What saddens me is not only the false ideal this creates for consumers, but the injustice this does to both the dignity of a life well-lived and the personal lives of influencers themselves. Gone is the regard for elderly wisdom in all areas of life, and gone is the reverence and care due to the journeyman years. When you spend your journeyman years trying to be a master, you lose the joy of just being a journeyman. Slowly, we are letting mastery die, and choosing a culture that lauds flexibility and adaptability instead–a culture that gives the title Master to those who garner influence, not influence to those that work tirelessly to become masters. We are sacrificing true knowledge of one, specialized area, received from someone who reveres their craft, for the constant barrage of voices that know enough about many things to talk about them, but not enough about one thing to truly live it without seeking daily recognition. It may sound harsh, but it’s what I see: if we let mastery die, we will see a great deal of our potential for magnanimity go right along with it.
Resting in Reality
Being content with being a journeyman, whether in motherhood, fitness, business, health, or anything else, is tough in the modern world, because flexibility and adaptability is the new mastery. Because of this, it seems to be the name of the game right now. Being a journeyman is neither flexibility nor experience–it’s holding tension in the in-between, in the journey of pursuing mastery. There is no spotlight, there is no showiness–there is recognition that you are working under the influence and authority of those who have gone before you, and will one day achieve the inspiring mastery they exhibit–but not yet. Now is the time to listen, to learn, to share with an apprentice here or there–but most of all, to let time and persistence work its magic, for the love of the craft.

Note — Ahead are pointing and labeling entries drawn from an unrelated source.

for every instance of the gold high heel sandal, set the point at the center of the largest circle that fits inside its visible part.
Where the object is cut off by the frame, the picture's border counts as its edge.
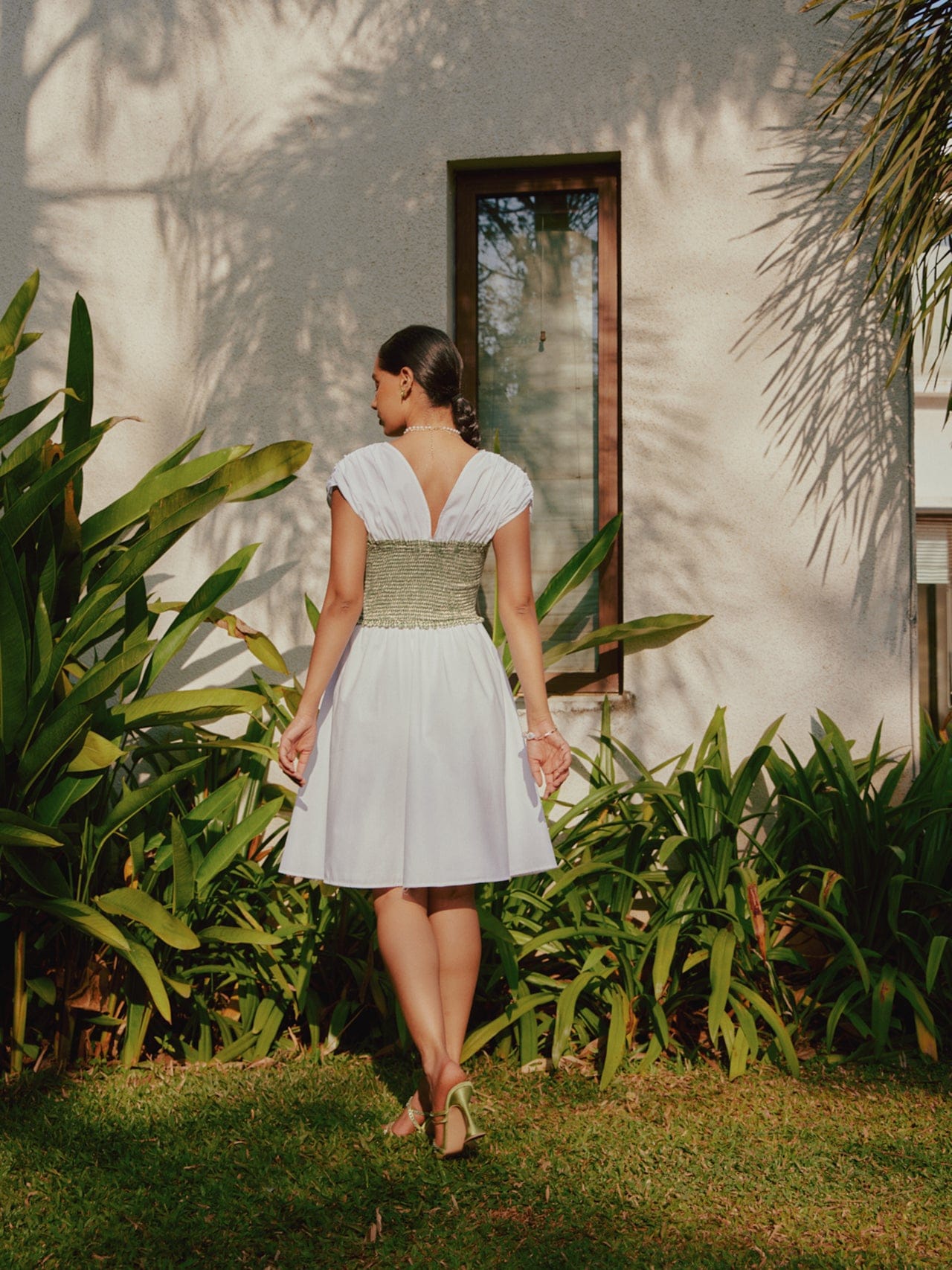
(461, 1128)
(413, 1113)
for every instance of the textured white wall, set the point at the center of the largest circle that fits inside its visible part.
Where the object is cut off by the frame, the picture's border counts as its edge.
(253, 195)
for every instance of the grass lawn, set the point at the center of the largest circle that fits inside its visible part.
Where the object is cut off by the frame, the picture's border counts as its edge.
(285, 1166)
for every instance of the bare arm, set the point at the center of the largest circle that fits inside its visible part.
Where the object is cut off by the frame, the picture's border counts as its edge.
(517, 610)
(343, 601)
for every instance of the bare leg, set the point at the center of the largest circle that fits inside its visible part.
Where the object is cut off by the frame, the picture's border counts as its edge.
(411, 953)
(456, 929)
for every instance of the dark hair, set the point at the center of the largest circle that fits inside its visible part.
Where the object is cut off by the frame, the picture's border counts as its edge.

Maybe that’s at the heart of being a journeyman: just focus on loving your craft, whether that’s developing fitness routines, business models, sacred art, or living those precious years with young children that no one deserves to see. Mastery will come, and influence with it, but it cannot go the other way around.
So–I entreat you: find the true masters who aren’t asking for your following, and consider unfollowing the influencers who don’t yet have the mastery you’re truly looking for. Not only will it free your mind to receive the wisdom of those who can truly give it, but it will free those behind the screen to live contentedly as journeymen, working with the rest of us for their mastery to come.
Bravo! Somebody finally said it! My last several years in the corporate world were filled with gurus telling us to become influencers and move into areas of which we had little to no knowledge or experience but were nonetheless expected to deliver results. The effort to do so seldom worked and felt fraudulent in trying. No substitute for experience gained through working diligently at your craft.
Really enjoyed reading this! Having reached the age of 69, I am often confused about the world we are living in now. The popularity of the influencer was completely beyond me. It seemed like a quick and easy way to make money without all the work of a “real” job. The insight you have offered here was extremely enjoyable. Thank you!